Depuis février 2024, la MONUSCO devait progressivement quitter la RDC, ouvrant la voie à une autonomie renforcée de l’État congolais.
Mais le chaos sur le terrain a changé la donne : combats qui reprennent, accès humanitaire bloqué, populations forcées de fuir… La situation ne permet aucun désengagement significatif.
Vendredi, les 15 membres du Conseil de sécurité de l’ONU ont prorogé à l’unanimité le mandat de la mission de maintien de la paix de l’ONU dans le pays pour une durée d’un an.
Selon une dépêche de l’ONU, la prorogation du mandat acte de fait une pause dans le désengagement annoncé. Le Conseil rappelle que le retrait progressif de la MONUSCO reste conditionné à « un renforcement amélioré et simultané des capacités et de l’autorité de l’État », condition loin d’être remplie dans l’est du pays. La reprise des combats, l’effondrement de l’accès humanitaire et la multiplication des déplacements forcés ont rendu politiquement et sécuritairement impossible toute réduction significative de la présence onusienne.
La résolution souligne d’ailleurs que la zone d’opérations de la mission demeure limitée au Nord-Kivu et à l’Ituri, tout en autorisant des activités de surveillance liées au cessez-le-feu au Sud-Kivu. Une géographie du mandat qui épouse celle de la crise, au fil de fronts mouvants et de lignes de fracture communautaires.

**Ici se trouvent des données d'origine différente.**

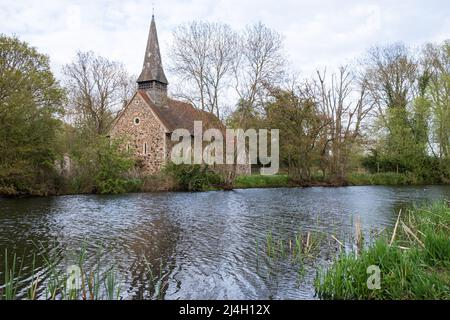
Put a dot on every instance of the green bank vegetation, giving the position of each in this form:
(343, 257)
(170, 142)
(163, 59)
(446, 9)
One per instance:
(414, 260)
(88, 281)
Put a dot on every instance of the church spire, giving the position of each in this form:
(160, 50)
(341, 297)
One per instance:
(152, 77)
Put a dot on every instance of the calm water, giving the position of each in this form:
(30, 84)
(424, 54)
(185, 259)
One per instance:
(206, 242)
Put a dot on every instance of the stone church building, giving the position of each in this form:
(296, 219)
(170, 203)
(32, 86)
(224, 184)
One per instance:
(150, 117)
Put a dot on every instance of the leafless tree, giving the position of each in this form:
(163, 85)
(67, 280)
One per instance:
(391, 74)
(98, 89)
(342, 98)
(203, 54)
(260, 63)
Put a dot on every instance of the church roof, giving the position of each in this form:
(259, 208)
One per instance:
(181, 115)
(152, 69)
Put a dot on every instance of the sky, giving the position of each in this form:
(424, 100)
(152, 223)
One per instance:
(317, 34)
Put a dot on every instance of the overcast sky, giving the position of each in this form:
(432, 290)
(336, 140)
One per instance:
(317, 33)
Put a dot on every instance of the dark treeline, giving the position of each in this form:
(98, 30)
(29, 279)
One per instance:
(387, 113)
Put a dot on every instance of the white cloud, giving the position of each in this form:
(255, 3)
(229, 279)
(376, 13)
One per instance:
(317, 33)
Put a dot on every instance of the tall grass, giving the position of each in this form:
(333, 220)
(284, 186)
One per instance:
(383, 178)
(100, 283)
(260, 181)
(414, 261)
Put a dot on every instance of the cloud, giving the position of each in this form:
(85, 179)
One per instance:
(317, 33)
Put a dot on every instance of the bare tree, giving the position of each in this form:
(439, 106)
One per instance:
(98, 89)
(203, 54)
(343, 100)
(391, 74)
(259, 64)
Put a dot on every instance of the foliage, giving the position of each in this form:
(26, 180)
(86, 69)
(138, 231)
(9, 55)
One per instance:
(259, 181)
(100, 166)
(30, 102)
(193, 177)
(416, 265)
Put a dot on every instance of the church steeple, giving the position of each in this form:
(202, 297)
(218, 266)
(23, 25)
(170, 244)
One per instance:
(152, 77)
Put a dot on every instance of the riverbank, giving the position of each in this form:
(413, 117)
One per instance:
(413, 259)
(164, 182)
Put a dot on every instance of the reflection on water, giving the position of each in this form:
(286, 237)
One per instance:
(205, 240)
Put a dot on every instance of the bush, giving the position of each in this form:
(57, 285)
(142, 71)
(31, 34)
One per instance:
(193, 177)
(260, 181)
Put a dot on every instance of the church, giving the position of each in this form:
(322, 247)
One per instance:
(148, 120)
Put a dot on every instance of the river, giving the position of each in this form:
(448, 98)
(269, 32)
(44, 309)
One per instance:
(206, 243)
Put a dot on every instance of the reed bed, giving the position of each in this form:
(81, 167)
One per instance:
(99, 282)
(414, 260)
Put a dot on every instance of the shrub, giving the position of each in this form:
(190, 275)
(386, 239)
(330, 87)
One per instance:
(193, 177)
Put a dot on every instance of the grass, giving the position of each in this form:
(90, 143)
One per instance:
(56, 283)
(384, 178)
(260, 181)
(414, 261)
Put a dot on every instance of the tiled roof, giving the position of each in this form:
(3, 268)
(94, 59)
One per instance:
(181, 115)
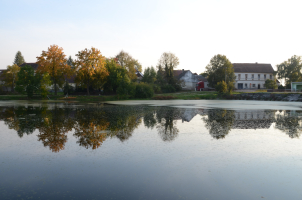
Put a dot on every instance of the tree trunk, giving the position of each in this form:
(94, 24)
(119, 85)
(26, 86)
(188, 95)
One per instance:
(88, 90)
(13, 88)
(55, 83)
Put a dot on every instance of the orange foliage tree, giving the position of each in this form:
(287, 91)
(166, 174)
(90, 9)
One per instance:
(90, 66)
(54, 62)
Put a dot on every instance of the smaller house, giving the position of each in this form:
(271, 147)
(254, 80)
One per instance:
(296, 86)
(189, 79)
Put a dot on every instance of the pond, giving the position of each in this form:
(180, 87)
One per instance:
(151, 150)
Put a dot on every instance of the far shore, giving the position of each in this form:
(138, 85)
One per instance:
(184, 95)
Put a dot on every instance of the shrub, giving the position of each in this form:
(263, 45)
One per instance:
(68, 89)
(144, 90)
(221, 87)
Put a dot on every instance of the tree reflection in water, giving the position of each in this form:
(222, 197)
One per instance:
(219, 122)
(290, 123)
(166, 123)
(92, 124)
(53, 128)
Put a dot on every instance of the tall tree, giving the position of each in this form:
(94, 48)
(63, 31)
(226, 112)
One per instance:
(129, 63)
(54, 62)
(290, 70)
(19, 59)
(12, 72)
(149, 75)
(116, 75)
(28, 82)
(220, 69)
(90, 66)
(70, 62)
(168, 62)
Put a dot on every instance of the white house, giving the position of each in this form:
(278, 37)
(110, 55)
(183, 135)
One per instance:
(189, 79)
(252, 75)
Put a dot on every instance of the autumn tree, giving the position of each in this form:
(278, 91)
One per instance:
(167, 63)
(91, 69)
(290, 70)
(11, 75)
(28, 82)
(19, 59)
(54, 62)
(129, 63)
(117, 74)
(149, 75)
(220, 69)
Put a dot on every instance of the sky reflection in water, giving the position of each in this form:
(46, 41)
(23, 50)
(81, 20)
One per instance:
(132, 152)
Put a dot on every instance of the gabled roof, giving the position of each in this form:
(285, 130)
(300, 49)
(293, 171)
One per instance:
(201, 78)
(33, 65)
(179, 73)
(253, 68)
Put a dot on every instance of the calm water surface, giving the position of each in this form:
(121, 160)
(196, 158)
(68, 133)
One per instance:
(102, 151)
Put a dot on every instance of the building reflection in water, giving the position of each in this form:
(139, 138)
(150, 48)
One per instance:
(92, 124)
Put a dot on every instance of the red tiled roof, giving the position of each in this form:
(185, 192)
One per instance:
(253, 68)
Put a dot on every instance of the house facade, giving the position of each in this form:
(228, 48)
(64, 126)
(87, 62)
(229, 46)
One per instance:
(252, 75)
(189, 79)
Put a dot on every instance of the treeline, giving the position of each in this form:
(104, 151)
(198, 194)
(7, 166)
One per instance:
(91, 71)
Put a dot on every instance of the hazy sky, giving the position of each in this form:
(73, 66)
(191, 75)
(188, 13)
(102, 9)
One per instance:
(194, 30)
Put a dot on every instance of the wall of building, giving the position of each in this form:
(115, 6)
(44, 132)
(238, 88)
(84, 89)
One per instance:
(251, 82)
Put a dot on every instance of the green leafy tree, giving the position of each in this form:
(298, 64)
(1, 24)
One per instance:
(91, 69)
(129, 63)
(167, 63)
(117, 74)
(221, 87)
(220, 69)
(70, 62)
(271, 84)
(149, 75)
(11, 75)
(290, 70)
(28, 83)
(19, 59)
(45, 84)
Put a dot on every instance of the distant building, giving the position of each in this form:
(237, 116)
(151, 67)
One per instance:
(189, 79)
(296, 86)
(252, 75)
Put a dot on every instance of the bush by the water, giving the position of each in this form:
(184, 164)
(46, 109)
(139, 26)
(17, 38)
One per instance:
(135, 90)
(143, 90)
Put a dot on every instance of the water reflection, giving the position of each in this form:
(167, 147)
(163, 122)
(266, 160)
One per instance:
(93, 124)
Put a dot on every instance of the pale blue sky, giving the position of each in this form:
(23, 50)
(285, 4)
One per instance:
(194, 30)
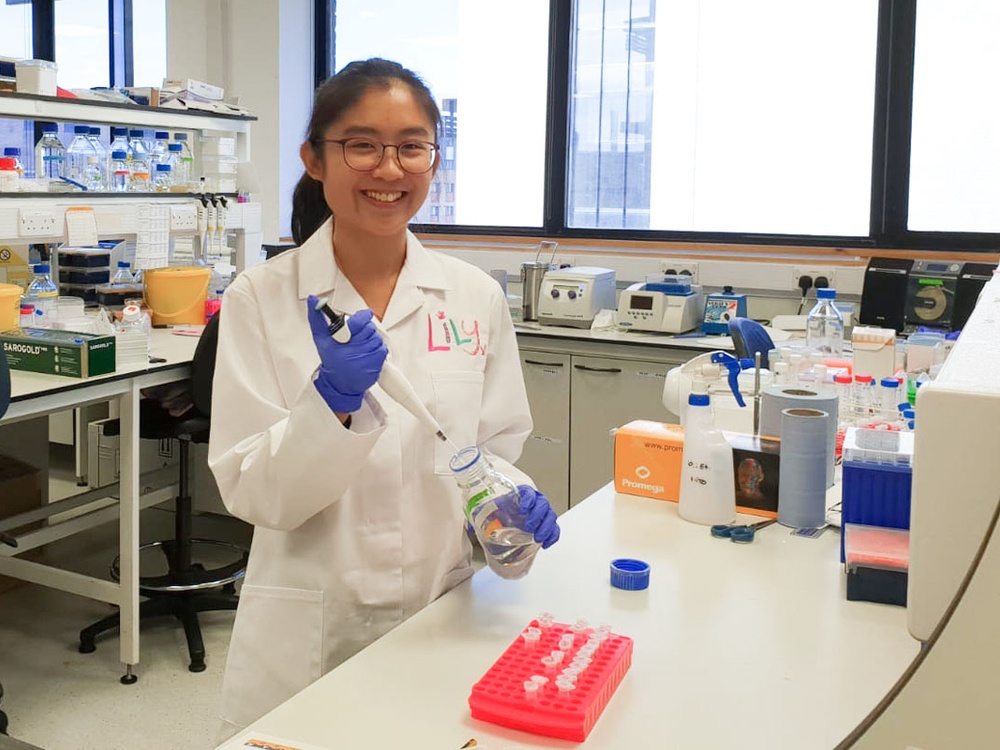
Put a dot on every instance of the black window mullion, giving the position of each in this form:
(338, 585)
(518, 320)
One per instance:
(893, 121)
(324, 39)
(43, 30)
(121, 65)
(557, 117)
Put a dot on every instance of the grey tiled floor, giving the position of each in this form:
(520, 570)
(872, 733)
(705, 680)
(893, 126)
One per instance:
(59, 699)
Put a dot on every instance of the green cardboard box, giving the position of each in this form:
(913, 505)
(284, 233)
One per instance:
(75, 355)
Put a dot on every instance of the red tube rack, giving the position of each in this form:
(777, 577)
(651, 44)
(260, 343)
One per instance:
(499, 696)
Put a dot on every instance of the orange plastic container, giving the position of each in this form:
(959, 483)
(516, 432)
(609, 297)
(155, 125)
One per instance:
(501, 698)
(176, 295)
(10, 306)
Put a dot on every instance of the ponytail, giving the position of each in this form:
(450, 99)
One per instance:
(309, 209)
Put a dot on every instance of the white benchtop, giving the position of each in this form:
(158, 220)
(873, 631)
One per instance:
(736, 646)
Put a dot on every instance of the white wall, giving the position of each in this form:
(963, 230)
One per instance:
(260, 51)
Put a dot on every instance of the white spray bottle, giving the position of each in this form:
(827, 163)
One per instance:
(708, 492)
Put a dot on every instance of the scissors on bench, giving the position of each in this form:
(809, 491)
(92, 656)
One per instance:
(739, 533)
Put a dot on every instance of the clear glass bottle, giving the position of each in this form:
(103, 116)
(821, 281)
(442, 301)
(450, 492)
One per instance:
(50, 154)
(164, 179)
(121, 175)
(492, 507)
(15, 154)
(158, 153)
(119, 140)
(103, 158)
(187, 158)
(708, 490)
(78, 155)
(43, 294)
(825, 324)
(178, 167)
(123, 275)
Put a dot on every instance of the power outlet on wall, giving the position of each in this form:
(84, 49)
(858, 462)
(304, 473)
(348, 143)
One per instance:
(38, 222)
(814, 272)
(680, 266)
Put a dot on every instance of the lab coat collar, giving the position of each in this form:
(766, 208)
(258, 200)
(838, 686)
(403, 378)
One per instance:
(319, 275)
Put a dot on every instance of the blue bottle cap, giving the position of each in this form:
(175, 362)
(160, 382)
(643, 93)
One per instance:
(628, 574)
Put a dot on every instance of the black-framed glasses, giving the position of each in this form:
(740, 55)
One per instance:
(364, 154)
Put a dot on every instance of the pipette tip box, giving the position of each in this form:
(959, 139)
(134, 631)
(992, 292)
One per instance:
(500, 696)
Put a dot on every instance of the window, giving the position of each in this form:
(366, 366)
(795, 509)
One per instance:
(82, 40)
(955, 144)
(722, 116)
(149, 49)
(493, 113)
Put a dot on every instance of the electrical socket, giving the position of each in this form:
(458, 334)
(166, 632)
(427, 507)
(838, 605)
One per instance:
(814, 272)
(183, 216)
(680, 266)
(39, 222)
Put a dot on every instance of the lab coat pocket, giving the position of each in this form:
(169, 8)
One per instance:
(458, 398)
(276, 650)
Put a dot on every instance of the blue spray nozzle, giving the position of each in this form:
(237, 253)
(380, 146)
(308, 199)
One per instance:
(733, 366)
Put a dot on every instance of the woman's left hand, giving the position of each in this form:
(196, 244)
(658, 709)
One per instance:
(540, 519)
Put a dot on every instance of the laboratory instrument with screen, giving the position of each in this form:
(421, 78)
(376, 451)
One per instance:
(573, 296)
(663, 303)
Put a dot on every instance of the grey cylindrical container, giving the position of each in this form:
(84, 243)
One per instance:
(802, 472)
(532, 274)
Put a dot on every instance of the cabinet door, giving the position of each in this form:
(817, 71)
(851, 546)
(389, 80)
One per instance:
(546, 451)
(607, 393)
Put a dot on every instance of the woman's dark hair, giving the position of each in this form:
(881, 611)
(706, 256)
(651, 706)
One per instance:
(334, 97)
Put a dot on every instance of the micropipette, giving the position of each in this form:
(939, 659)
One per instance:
(392, 379)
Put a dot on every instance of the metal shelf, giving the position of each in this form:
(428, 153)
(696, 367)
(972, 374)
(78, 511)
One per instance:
(59, 109)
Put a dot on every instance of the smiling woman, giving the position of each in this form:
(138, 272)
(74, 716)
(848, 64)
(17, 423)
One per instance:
(82, 35)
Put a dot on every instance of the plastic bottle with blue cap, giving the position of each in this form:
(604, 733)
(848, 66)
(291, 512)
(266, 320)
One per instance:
(708, 493)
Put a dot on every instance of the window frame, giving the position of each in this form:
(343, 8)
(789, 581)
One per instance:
(891, 132)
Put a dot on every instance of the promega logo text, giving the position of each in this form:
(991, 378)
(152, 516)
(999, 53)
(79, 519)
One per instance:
(13, 346)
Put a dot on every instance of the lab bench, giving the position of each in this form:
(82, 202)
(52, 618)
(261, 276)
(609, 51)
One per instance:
(751, 646)
(581, 385)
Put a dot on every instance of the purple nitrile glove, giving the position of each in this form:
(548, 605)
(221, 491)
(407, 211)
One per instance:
(346, 370)
(540, 519)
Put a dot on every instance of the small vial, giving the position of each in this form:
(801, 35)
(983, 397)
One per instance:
(164, 179)
(120, 172)
(546, 620)
(27, 315)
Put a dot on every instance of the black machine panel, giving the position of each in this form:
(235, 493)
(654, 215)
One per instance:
(970, 283)
(930, 298)
(883, 298)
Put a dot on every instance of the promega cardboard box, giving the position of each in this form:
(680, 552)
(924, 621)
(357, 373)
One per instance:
(649, 460)
(20, 491)
(76, 355)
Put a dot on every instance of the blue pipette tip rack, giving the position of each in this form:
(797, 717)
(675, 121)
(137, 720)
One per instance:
(628, 574)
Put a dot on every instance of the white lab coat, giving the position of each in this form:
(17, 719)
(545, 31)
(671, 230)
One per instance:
(356, 529)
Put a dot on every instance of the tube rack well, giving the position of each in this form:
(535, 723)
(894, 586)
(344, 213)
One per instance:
(500, 696)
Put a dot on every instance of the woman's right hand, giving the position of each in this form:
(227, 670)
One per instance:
(347, 370)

Sur le terrain, la MONUSCO est sommée de tenir une ligne étroite : protéger les civils sans se substituer à un État souverain, soutenir les forces congolaises tout en conditionnant son appui au respect du droit international humanitaire. Le texte rappelle que toute assistance aux opérations conjointes devra être strictement conforme à la « politique de diligence voulue en matière de droits de l’homme » des Nations Unies, faute de quoi elle sera suspendue.